Quant à la ville, ce que j’en ai vu était d’une saleté repoussante. À huit ou dix kilomètres plus haut, nous passâmes devant une autre ville fortifiée nommée Paklat, et peuplée d’environ sept mille habitants, presque tous originaires du Pégou. Deux citadelles resserrent ici le fleuve, et de l’une à l’autre ou peut tendre une sorte de chaîne formée de câbles en fil de fer et de poutres armées d’éperons. Cet obstacle, formidable peut-être pour une jonque chinoise ou annamîte, ne soutiendrait pas un seul instant le choc d’une de nos chaloupes canonnières cuirassées ; et la vue de cet impuissant engin de guerre m’intéressa bien moins que celle d’un hameau voisin, où l’industrie locale a établi une raffinerie de sucre.

On ne peut refuser au « Ménam » le beau nom qu’il porte (Mère des eaux), car sa largeur, aussi bien que sa profondeur, permettent aux navires du plus fort tonnage d’effleurer ses rives sans danger ; les vergues s’accrochent aux branches, les oiseaux folâtrent en chantant au-dessus de votre tête, et les insectes, en quantité prodigieuse, bourdonnent nuit et jour sur le pont ; le paysage est, en outre, des plus pittoresques et des plus beaux. De distance en distance des maisons s’élèvent sur les deux rives, et dans le lointain on aperçoit de nombreux villages. Nous rencontrons un grand nombre de canots, et c’est avec une dextérité incroyables qu’hommes, femmes ou enfants dirigent ces légères embarcations.

Vue de Paknam. — Dessin de Sabatier d’après M. Mouhot.

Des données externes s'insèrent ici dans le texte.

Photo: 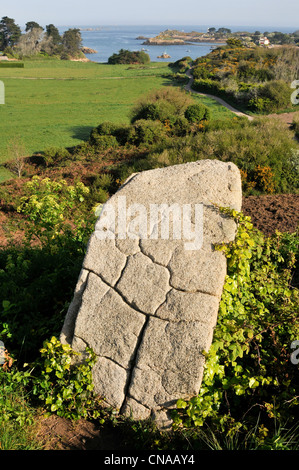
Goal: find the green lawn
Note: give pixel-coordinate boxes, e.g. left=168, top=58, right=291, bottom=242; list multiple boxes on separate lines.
left=0, top=60, right=231, bottom=182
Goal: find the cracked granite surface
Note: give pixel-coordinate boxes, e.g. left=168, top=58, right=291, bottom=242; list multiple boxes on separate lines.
left=61, top=160, right=242, bottom=419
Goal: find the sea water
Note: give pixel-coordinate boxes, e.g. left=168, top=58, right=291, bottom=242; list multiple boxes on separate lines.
left=59, top=25, right=298, bottom=63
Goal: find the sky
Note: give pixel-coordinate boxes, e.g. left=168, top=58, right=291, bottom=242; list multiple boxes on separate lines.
left=0, top=0, right=299, bottom=30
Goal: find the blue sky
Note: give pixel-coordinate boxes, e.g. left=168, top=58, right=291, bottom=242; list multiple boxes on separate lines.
left=0, top=0, right=299, bottom=29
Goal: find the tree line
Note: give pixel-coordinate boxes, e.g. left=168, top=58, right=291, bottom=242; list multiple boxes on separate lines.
left=0, top=16, right=82, bottom=59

Déjà lors de ma visite au gouverneur de Paknam, j’avais pu remarquer l’étroite familiarité qui existe en ce pays entre l’enfance et l’humide élément. J’ai vu les enfants de ce fonctionnaire, de vrais marmots, se jeter dans la rivière, nager et plonger comme des poissons. C’était un spectacle curieux et ravissant, surtout par le contraste qu’offrent les enfants avec les adultes. Ici comme dans toute la plaine de Siam que j’ai parcourue depuis, j’ai partout rencontré des enfants charmants que je me sentais porté à aimer et à caresser, tandis qu’arrivés à un certain âge, ils s’enlaidissent par l’usage du bétel qui noircit leurs dents et grossit leurs lèvres.

La situation même du pays tend un peu à rendre amphibies ses habitants. Toute la partie centrale du bassin de Ménam n’est qu’une plaine alluviale, coupée de canaux, et noyée annuellement pendant plusieurs mois ; nous étions déjà arrivés au centre de la cité populeuse que je me croyais encore à la campagne ; il me fallut la vue de plusieurs constructions européennes et celle des bateaux à vapeur qui sillonnent cette majestueuse rivière, dont les bords sont garnis de maisons et boutiques flottantes, pour me rappeler à la réalité locale.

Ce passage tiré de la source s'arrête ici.